Around epoch 40, about one-fifth of the way through training, something went wrong. The losses looked fine on the graph. The discriminator could no longer tell real from fake, which should mean the generator is doing a great job. But when we actually looked at the generated images, they were all nearly identical. Different noise inputs were producing the same scan over and over again.

This is called mode collapse. The generator had found one type of output that consistently fooled the discriminator and just kept producing that instead of exploring the full variety of what a real scan looks like. It took the easy way out. We fixed it with two changes. The first was experience replay, where we kept a history of previously generated images and randomly mixed them into the discriminator’s training batches. This stops the discriminator from only learning to catch the very latest tricks the generator is using, which in turn forces the generator to stay diverse. The second was spectral normalisation, a technique that stops the discriminator from changing its outputs too dramatically in response to small changes in input. Without it, the discriminator sends the generator confusing signals. After both changes, by around epoch 60, the generator started producing genuinely varied scans again.

Once training was done, we could not just look at a few images and say it looked fine. As part of the proof of concept evaluation, we took 200 images, 100 real scans and 100 synthetic ones, shuffled them, and gave them to two radiologists without telling them which was which. They were asked to classify each image as real or fake. They misclassified 38% of the synthetic scans as real. That is close to 50/50, which is a promising early signal.

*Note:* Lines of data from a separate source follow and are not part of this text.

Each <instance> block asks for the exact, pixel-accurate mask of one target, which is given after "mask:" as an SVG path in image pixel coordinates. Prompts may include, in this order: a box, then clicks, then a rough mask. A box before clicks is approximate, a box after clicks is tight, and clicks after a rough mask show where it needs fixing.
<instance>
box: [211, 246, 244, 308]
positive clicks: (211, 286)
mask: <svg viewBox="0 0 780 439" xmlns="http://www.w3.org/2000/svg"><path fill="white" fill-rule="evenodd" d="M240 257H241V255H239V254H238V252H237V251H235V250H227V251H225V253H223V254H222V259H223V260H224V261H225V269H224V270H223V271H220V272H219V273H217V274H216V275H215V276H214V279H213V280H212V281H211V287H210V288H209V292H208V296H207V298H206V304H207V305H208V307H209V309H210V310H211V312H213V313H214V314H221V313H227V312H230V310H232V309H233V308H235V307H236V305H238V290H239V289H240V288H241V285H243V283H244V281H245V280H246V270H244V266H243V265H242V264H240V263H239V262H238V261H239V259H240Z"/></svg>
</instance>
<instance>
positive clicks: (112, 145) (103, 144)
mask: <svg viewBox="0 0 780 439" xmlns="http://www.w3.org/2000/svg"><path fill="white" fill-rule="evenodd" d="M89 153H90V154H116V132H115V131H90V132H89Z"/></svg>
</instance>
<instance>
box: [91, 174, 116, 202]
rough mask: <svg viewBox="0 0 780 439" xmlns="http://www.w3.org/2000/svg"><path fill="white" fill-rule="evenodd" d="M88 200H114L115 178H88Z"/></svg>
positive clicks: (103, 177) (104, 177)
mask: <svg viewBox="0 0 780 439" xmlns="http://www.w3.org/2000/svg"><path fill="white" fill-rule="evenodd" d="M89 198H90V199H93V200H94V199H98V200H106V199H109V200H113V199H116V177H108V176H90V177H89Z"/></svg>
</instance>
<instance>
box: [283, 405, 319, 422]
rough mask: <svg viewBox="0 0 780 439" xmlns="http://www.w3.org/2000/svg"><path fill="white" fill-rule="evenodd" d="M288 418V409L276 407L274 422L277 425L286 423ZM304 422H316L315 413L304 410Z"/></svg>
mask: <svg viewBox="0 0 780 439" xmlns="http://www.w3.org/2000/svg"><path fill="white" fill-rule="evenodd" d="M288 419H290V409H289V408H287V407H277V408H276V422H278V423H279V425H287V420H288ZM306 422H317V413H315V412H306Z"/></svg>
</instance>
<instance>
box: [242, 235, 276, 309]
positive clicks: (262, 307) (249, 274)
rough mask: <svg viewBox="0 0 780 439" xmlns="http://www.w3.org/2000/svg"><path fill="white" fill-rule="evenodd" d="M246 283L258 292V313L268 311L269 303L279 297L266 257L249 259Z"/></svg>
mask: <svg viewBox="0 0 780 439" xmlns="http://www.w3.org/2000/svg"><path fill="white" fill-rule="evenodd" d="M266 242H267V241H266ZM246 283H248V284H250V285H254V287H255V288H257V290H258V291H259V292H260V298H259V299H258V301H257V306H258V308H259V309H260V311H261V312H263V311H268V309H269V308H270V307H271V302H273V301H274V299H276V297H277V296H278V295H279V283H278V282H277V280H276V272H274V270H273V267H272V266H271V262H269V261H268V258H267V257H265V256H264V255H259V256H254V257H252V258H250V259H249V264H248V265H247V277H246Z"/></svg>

It suggests the fakes were realistic enough to pass an initial visual review by clinical experts.

To understand whether the synthetic data actually helped, we trained three versions of the detection model, one on real data only, one on real data plus basic augmentation like flips and rotations, and one on real data plus GAN-generated synthetic scans. The GAN-augmented model showed a 6.4 percentage point improvement in sensitivity compared to the real-data-only baseline. In plain terms, it caught more nodules without increasing false alarms. These are encouraging proof of concept numbers, but they are not clinical validation. The model has not been tested on independent datasets across different hospitals, scanner types, or patient demographics, and that work would need to happen before any real conclusions can be drawn.

The proof of concept is currently under internal review. The next steps being evaluated include a broader audit of the synthetic data pipeline, testing on a more diverse dataset, and understanding what regulatory and clinical governance requirements would apply if this approach were to move further. Nothing from this experiment is being used in any clinical setting.

GANs are not a free lunch. Synthetic data does not replace real data, and the numbers from a proof of concept should never be mistaken for production readiness. A GAN can only generate what it has seen, so if the training scans skewed towards certain patient types or nodule shapes, the GAN reflects that gap rather than fills it. There is also a memorisation risk. A GAN trained too aggressively on a small dataset can start reproducing its training examples. We checked for this using similarity scores across the training set, and nothing raised a flag, but this kind of check would need to be far more rigorous in any formal audit.

What this proof of concept showed is that the idea is worth investigating further. GANs can generate convincing medical image variations, and that has real potential for addressing data scarcity in clinical AI. Whether it holds up under proper scrutiny is the question the evaluation is trying to answer.